1. Introduction
As bridges move towards higher heights, larger spans and more complex structural forms, structural health monitoring (SHM) systems using modal- and vibration-based methods have been widely investigated [
1,
2]. SHM, as a control system, monitors the state of a large civil engineering structure by measuring the structural response. Monitoring and assessing the health status of structures throughout their life cycle is essential to reduce maintenance expenses and labor costs and ensure the safe operation of structures [
3,
4]. As an important method of SHM, the main purpose of dynamic detection technology is to identify and determine structural dynamic parameters [
5]. Through a gradual change in parameters, faults can be predicted in advance and the occurrence of major safety accidents can be prevented. These parameters are mainly obtained using experimental modal analysis technology; that is, structural response data are obtained through sensors and data acquisition equipment, and then modal parameters are obtained through parameter identification. Experimental modal analysis has always been one of the research hotspots in the field of health monitoring. Modal tests of large and complex bridge structures to capture more accurate and complete structural responses from the structure and obtain structural dynamic characteristics for condition assessments and safety warnings have become a hot issue of interest, bridging the academic and engineering communities [
6,
7].
The first step of modal testing is to determine the number and location of the measurement points of the bridge structure, that is, to install sensors at key parts of the structure to obtain the dynamic characteristics of the bridge and other structural data. Theoretically, the more sensors deployed, the more accurate the response data available. This is feasible for structures such as small bridges but difficult for large and complex bridges [
8]. Considering the engineering environment, cost and risk assessments and other factors, the needs of SHM should be met with the lowest number of sensor measurement points. At this time, the result of the modal test depends heavily on the position and number of sensor measurement points, and the optimal number is determined and configured in the best position so as to enhance the accuracy of information acquisition in the modal test. Therefore, research on the optimal arrangement of sensor measurement points is extremely important and has important engineering value and social significance.

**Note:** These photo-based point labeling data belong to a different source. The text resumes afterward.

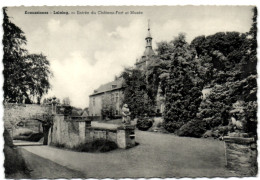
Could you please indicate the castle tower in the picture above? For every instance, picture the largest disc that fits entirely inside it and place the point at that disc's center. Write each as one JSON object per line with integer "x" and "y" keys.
{"x": 143, "y": 61}
{"x": 148, "y": 49}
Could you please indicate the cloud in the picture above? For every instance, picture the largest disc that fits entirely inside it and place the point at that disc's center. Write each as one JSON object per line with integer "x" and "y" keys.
{"x": 85, "y": 53}
{"x": 83, "y": 57}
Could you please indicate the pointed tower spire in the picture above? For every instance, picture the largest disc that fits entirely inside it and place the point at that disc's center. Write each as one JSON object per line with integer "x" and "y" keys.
{"x": 148, "y": 49}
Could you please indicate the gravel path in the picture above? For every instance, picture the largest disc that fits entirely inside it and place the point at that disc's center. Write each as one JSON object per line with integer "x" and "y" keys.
{"x": 158, "y": 155}
{"x": 44, "y": 168}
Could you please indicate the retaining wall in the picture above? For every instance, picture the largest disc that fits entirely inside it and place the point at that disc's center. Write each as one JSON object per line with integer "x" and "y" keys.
{"x": 72, "y": 131}
{"x": 241, "y": 155}
{"x": 15, "y": 113}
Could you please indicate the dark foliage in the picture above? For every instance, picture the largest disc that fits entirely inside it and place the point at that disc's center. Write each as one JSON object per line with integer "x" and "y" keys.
{"x": 144, "y": 123}
{"x": 194, "y": 128}
{"x": 135, "y": 93}
{"x": 25, "y": 75}
{"x": 183, "y": 88}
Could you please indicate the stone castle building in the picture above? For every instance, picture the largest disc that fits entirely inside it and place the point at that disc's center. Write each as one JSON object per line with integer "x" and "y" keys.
{"x": 112, "y": 92}
{"x": 143, "y": 62}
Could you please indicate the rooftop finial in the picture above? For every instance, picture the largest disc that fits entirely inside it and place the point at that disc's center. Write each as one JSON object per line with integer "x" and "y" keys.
{"x": 148, "y": 24}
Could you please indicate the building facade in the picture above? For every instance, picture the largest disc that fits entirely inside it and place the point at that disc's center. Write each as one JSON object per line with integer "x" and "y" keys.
{"x": 110, "y": 95}
{"x": 143, "y": 62}
{"x": 107, "y": 97}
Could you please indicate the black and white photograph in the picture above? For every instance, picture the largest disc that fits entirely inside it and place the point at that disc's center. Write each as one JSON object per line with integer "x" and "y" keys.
{"x": 129, "y": 91}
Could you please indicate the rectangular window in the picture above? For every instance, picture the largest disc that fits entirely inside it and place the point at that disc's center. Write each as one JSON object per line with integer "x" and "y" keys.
{"x": 117, "y": 98}
{"x": 112, "y": 97}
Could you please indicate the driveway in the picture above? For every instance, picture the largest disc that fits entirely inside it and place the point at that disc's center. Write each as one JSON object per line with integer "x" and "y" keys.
{"x": 157, "y": 155}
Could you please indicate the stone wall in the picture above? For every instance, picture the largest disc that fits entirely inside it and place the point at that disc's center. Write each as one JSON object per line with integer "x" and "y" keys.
{"x": 71, "y": 132}
{"x": 67, "y": 131}
{"x": 241, "y": 155}
{"x": 15, "y": 113}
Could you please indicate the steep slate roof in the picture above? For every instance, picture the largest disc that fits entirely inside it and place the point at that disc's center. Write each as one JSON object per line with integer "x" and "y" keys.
{"x": 148, "y": 52}
{"x": 108, "y": 86}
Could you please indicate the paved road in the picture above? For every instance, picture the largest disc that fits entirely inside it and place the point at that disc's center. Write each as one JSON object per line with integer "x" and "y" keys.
{"x": 44, "y": 168}
{"x": 158, "y": 155}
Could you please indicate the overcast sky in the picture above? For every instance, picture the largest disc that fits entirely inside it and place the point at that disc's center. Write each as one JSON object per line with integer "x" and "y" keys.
{"x": 86, "y": 51}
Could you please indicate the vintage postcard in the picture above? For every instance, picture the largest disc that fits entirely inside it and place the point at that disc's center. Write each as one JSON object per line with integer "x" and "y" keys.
{"x": 130, "y": 91}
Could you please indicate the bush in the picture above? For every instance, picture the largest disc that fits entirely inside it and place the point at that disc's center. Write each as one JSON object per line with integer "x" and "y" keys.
{"x": 172, "y": 126}
{"x": 97, "y": 146}
{"x": 193, "y": 128}
{"x": 144, "y": 124}
{"x": 14, "y": 161}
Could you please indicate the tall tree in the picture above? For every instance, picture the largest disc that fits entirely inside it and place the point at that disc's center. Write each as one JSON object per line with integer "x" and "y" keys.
{"x": 183, "y": 89}
{"x": 26, "y": 76}
{"x": 135, "y": 92}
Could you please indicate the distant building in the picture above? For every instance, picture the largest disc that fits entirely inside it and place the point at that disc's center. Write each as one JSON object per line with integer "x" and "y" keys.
{"x": 111, "y": 94}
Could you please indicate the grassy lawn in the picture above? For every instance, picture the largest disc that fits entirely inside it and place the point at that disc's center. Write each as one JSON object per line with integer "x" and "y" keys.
{"x": 157, "y": 155}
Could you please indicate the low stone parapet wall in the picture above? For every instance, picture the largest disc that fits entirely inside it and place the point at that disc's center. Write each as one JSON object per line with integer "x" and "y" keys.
{"x": 241, "y": 155}
{"x": 72, "y": 131}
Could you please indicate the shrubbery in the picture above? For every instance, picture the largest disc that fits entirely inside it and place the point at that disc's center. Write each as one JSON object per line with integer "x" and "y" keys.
{"x": 144, "y": 123}
{"x": 194, "y": 128}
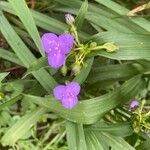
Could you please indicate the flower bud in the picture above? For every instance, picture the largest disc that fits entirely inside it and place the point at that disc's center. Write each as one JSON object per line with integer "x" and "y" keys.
{"x": 110, "y": 47}
{"x": 64, "y": 70}
{"x": 76, "y": 69}
{"x": 69, "y": 19}
{"x": 93, "y": 44}
{"x": 133, "y": 105}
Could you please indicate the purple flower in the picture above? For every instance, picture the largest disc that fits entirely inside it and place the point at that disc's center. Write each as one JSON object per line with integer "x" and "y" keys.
{"x": 56, "y": 47}
{"x": 69, "y": 19}
{"x": 133, "y": 105}
{"x": 67, "y": 94}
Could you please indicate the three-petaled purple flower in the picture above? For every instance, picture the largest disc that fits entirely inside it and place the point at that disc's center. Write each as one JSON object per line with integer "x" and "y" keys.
{"x": 133, "y": 105}
{"x": 67, "y": 94}
{"x": 57, "y": 47}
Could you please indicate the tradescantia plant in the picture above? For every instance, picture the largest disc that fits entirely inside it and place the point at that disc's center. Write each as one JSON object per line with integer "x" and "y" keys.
{"x": 84, "y": 81}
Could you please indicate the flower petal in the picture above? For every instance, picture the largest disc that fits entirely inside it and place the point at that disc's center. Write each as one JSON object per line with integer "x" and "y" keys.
{"x": 69, "y": 102}
{"x": 73, "y": 87}
{"x": 59, "y": 91}
{"x": 133, "y": 104}
{"x": 49, "y": 42}
{"x": 66, "y": 42}
{"x": 56, "y": 60}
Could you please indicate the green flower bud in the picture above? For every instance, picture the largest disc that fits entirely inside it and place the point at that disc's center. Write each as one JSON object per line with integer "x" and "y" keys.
{"x": 64, "y": 70}
{"x": 110, "y": 47}
{"x": 93, "y": 44}
{"x": 76, "y": 69}
{"x": 69, "y": 19}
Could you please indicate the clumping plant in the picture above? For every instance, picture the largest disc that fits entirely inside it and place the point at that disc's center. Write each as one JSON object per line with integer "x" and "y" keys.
{"x": 74, "y": 75}
{"x": 67, "y": 94}
{"x": 57, "y": 47}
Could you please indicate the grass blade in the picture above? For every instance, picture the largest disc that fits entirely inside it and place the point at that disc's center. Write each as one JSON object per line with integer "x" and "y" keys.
{"x": 25, "y": 16}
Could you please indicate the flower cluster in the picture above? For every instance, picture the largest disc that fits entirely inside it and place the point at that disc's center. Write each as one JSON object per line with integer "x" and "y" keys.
{"x": 57, "y": 47}
{"x": 133, "y": 105}
{"x": 67, "y": 94}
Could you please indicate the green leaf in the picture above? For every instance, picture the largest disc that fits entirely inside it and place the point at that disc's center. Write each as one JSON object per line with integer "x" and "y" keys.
{"x": 25, "y": 16}
{"x": 116, "y": 142}
{"x": 71, "y": 130}
{"x": 144, "y": 145}
{"x": 91, "y": 110}
{"x": 3, "y": 75}
{"x": 22, "y": 126}
{"x": 115, "y": 72}
{"x": 81, "y": 14}
{"x": 10, "y": 101}
{"x": 118, "y": 129}
{"x": 75, "y": 136}
{"x": 5, "y": 54}
{"x": 143, "y": 23}
{"x": 24, "y": 54}
{"x": 131, "y": 46}
{"x": 93, "y": 143}
{"x": 81, "y": 77}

Scholars have done extensive research on sensor measurement point optimization. Kammer [
9] proposed a famous efficient independent method in 1991 for optimizing sensor placement in large spatial structures. Liu et al. [
10] used modal strain energy (MSE) and the modal assurance criterion (MAC) as fitness functions to study the optimization problem of spatial structure sensors using an improved genetic algorithm. Yin et al. [
11] proposed a novel relaxation sequence algorithm. A truss structure and a rigid-frame arch bridge were used as examples to verify the effectiveness of the new algorithm in optimizing sensor placement. Chai et al. [
12] proposed an improved optimal sensor placement method based on the sensitively effective independence method, which further optimized sensor placement by using the sensitivity coefficient reflecting structural damage. These studies have achieved good results in the optimized arrangement of sensor measurement points and have provided some reference for further development in this field. However, they did not carry out actual tests to verify whether the accuracy of the test results obtained based on this distribution method met actual engineering requirements after the optimization arrangement was completed.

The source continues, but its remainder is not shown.